Blumberg H, Hartshorne T A, Young E T
Department of Biochemistry, University of Washington, Seattle 98195.
Mol Cell Biol. 1988 May;8(5):1868-76. doi: 10.1128/mcb.8.5.1868-1876.1988.
Disruption of ADR1, a positive regulatory gene in the yeast Saccharomyces cerevisiae, abolished derepression of ADH2 but did not affect glucose repression of ADH2 or cell viability. The ADR1 mRNA was 5 kilobases long and had an unusually long leader containing 509 nucleotides. ADR1 mRNA levels were regulated by the carbon source in a strain-dependent fashion. beta-Galactosidase levels measured in strains carrying an ADR1-lacZ gene fusion paralleled ADR1 and ADR1-lacZ mRNA levels, indicating a lack of translational regulation of ADR1 mRNA. ADH2 was regulated by the carbon source to the same extent in all strains examined and showed complete dependence on ADR1 as well. The expression of ADR1 mRNA and an ADR1-beta-galactosidase fusion protein during glucose repression suggested that the activity of the ADR1 protein is regulated at the posttranslational level to properly regulate ADH2 expression. The ADR1-beta-galactosidase fusion protein was able to activate ADH2 expression during glucose repression but showed significantly higher levels of activation upon derepression. A similar result was obtained when ADR1 was present on a multicopy plasmid. These results suggest that low-level expression of ADR1 is required to maintain glucose repression of ADH2 and are consistent with the hypothesis that ADR1 is regulated at the posttranslational level.
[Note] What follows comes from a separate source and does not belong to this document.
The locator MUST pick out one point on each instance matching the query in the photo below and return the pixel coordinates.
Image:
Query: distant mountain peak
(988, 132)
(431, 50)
ADR1是酿酒酵母中的一个正向调控基因,其功能的破坏消除了ADH2的去阻遏作用,但不影响ADH2的葡萄糖阻遏作用或细胞活力。ADR1 mRNA长5千碱基,有一个异常长的前导序列,包含509个核苷酸。ADR1 mRNA水平受碳源的菌株依赖性调控。在携带ADR1-lacZ基因融合的菌株中测得的β-半乳糖苷酶水平与ADR1和ADR1-lacZ mRNA水平平行,表明ADR1 mRNA缺乏翻译调控。在所有检测的菌株中,ADH2受碳源调控的程度相同,并且也完全依赖于ADR1。葡萄糖阻遏期间ADR1 mRNA和ADR1-β-半乳糖苷酶融合蛋白的表达表明,ADR1蛋白的活性在翻译后水平受到调控,以正确调节ADH2的表达。ADR1-β-半乳糖苷酶融合蛋白在葡萄糖阻遏期间能够激活ADH2的表达,但在去阻遏时显示出明显更高的激活水平。当ADR1存在于多拷贝质粒上时,也得到了类似的结果。这些结果表明,维持ADH2的葡萄糖阻遏需要ADR1的低水平表达,并且与ADR1在翻译后水平受到调控的假设一致。